Dieser Vereinigungsbeschluss liegt offenbar vor und er ist uns unbekannt. Deshalb ist eine Beurteilung natürlich einigermaßen schwierig. Das ist erst einmal kein Vorwurf, und zwar an niemanden.

Wenn allerdings - da es sich um eine Sache der Selbstverwaltungsorgane handelt - der Landtag mit diesem Thema befasst werden soll, dann bitte ich doch darum, dass man nicht von uns erwartet, dass wir uns blind hinter dem Minister versammeln. Das geht doch nicht.

Alle Beteiligten haben dem Ergebnis der Verhandlungen zugestimmt. Das haben wir heute mehrfach gehört. Aus dem Brief des Geschäftsführers der Landesversicherungsanstalt geht auch hervor, dass es dafür offenbar Gründe gab. Wenn wir also im Ausschuss reden wollen, müssen wir das ergebnisoffen tun und nicht mit diesem Beschluss im Rücken, der Ihnen jetzt schon die Freiheit gibt, so zu handeln, wie Sie handeln wollen.

Wenn ich und unsere Fraktion einem solchen Beschluss zustimmen sollen, dann möchten wir schon ein bisschen mehr darüber wissen dürfen. Bei einer Direktabstimmung können wir diesem Antrag unsere Zustimmung nicht geben, sondern wir würden ihn in den Ausschuss überweisen, um dort zunächst einmal nachfragen zu können, welche Spielräume es überhaupt gibt.

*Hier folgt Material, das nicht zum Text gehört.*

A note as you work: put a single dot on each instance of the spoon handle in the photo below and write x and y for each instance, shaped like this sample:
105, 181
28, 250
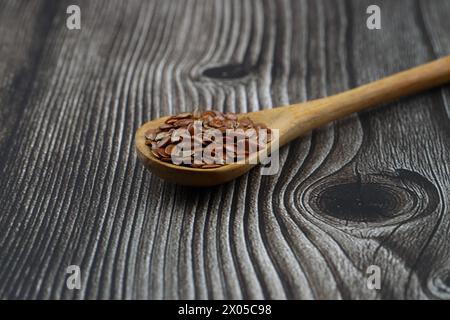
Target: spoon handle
319, 112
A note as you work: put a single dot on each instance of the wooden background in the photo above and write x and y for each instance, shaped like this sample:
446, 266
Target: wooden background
372, 189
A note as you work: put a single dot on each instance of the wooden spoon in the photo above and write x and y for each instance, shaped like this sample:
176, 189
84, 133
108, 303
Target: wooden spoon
297, 119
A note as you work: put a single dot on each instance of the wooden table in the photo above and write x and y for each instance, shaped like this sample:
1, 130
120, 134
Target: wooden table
372, 189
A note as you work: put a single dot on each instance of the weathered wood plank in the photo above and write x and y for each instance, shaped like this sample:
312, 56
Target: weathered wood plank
369, 189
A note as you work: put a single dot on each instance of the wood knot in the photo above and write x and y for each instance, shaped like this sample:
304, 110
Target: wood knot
229, 71
375, 199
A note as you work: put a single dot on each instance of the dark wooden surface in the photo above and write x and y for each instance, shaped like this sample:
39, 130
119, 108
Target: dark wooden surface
372, 189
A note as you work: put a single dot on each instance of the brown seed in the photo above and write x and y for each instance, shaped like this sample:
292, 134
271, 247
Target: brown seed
151, 134
183, 115
169, 148
183, 122
163, 140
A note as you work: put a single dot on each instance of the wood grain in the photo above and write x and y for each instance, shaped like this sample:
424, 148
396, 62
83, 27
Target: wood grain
370, 189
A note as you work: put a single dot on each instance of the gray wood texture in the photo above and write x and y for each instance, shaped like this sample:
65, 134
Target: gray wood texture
371, 189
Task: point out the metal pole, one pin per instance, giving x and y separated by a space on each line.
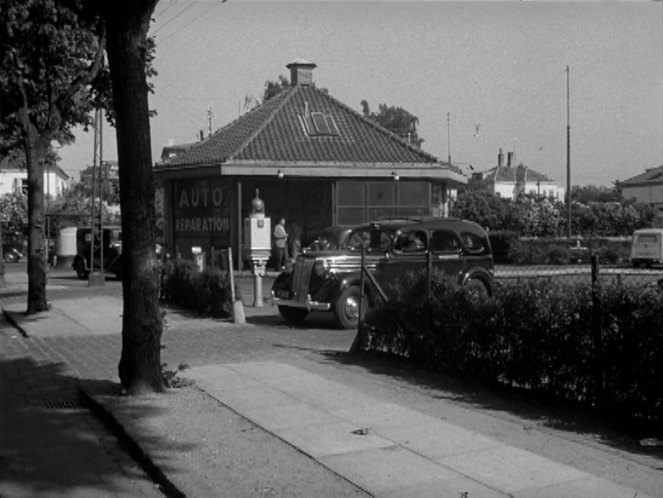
94 168
102 174
449 135
568 159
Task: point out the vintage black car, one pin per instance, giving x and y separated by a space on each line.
111 251
330 280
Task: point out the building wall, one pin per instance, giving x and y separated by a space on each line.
209 212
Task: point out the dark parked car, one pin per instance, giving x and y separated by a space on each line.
112 251
328 239
329 280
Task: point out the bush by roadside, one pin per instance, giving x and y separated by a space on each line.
603 350
508 247
207 291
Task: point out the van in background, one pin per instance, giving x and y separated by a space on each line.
647 247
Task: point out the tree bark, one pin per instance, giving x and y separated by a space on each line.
3 282
140 363
35 147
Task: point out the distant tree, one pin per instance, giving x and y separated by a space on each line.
14 212
49 58
395 119
484 208
591 193
110 185
274 88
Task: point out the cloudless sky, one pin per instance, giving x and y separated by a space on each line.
498 66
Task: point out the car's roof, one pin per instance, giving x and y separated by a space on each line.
426 223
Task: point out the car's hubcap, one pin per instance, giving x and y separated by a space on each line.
352 307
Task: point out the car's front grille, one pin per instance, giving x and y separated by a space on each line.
301 278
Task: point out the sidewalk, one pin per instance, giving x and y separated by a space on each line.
257 423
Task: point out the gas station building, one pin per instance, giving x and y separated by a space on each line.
314 161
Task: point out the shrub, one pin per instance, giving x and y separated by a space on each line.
533 335
208 291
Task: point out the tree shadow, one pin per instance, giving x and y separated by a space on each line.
51 444
565 417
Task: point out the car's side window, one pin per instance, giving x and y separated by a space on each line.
473 242
411 241
445 241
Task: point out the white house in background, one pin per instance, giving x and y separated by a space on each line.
648 189
56 181
509 181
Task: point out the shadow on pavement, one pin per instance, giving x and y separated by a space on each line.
547 412
51 444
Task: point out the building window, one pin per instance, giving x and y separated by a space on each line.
318 124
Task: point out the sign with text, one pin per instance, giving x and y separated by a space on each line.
201 209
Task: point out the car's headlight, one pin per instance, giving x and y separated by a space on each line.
321 267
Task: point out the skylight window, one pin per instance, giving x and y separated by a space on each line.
318 124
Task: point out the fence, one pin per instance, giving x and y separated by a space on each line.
583 332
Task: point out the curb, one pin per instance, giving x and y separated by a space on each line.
132 447
8 316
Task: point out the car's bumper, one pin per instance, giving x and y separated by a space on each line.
308 304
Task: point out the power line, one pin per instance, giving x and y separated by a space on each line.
174 18
206 11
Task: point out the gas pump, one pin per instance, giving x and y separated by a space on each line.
257 245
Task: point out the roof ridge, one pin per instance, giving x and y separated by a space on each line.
378 127
288 94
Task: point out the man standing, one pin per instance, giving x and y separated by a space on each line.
280 241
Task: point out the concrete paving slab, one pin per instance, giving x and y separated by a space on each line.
461 487
378 415
381 470
510 469
246 400
334 438
294 415
221 378
588 487
437 439
266 370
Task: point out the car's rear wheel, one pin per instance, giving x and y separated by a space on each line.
346 308
81 272
477 289
293 315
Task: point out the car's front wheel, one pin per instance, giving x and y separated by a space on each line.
293 315
346 308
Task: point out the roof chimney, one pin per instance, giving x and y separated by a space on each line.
301 72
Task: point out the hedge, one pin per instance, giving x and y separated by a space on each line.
536 336
206 292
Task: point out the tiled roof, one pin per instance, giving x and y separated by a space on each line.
273 132
507 174
651 175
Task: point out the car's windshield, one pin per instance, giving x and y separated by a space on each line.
372 239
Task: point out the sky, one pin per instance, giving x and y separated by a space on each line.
479 76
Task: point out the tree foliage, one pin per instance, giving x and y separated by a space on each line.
49 58
534 216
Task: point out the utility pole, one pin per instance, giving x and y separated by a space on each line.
95 280
568 159
449 135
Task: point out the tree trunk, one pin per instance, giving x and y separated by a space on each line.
35 152
3 282
140 362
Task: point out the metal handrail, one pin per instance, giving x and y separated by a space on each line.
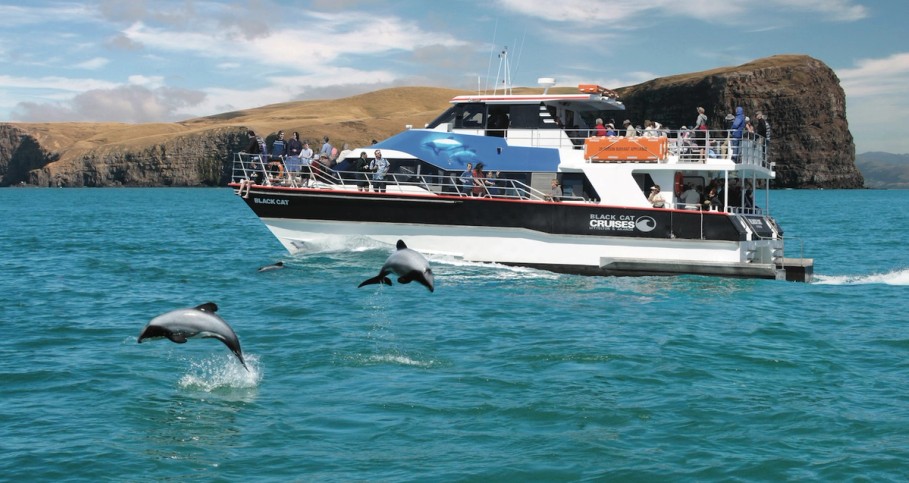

Der Hauptgrund, warum ich eigentlich nach vorn gegangen bin, Frau Liebrecht, ist der Vorwurf an die Gewerkschaften. Strukturreformen haben meines Wissens den Ansatz von Einsparungen, fast immer. Darüber kann man diskutieren. Der Hintergrund sind oftmals Personaleinsparungen. Ich befürchte, dass die Strukturreformen, die uns in Sachsen-Anhalt noch bevorstehen, alle ähnliche Ergebnisse haben werden. Dazu werden Sie dann die Zustimmung der Gewerkschaften haben wollen. Ich bin gespannt, wie Sie die kriegen wollen, wenn Sie hier solche Vorwürfe an die Gewerkschaften loslassen.

(Beifall bei der PDS)

Vielen Dank, Frau Dirlich. - Frau Liebrecht, Sie haben jetzt die Möglichkeit zu erwidern. Bitte sehr.

Frau Dirlich, es tut mir Leid, Sie haben mich nicht verstanden. Das ist insofern ein Vorwurf:

(Frau Dirlich, PDS: Doch, ich habe Sie verstan- den! Hören Sie auf, meine Intelligenz anzuzwei- feln!)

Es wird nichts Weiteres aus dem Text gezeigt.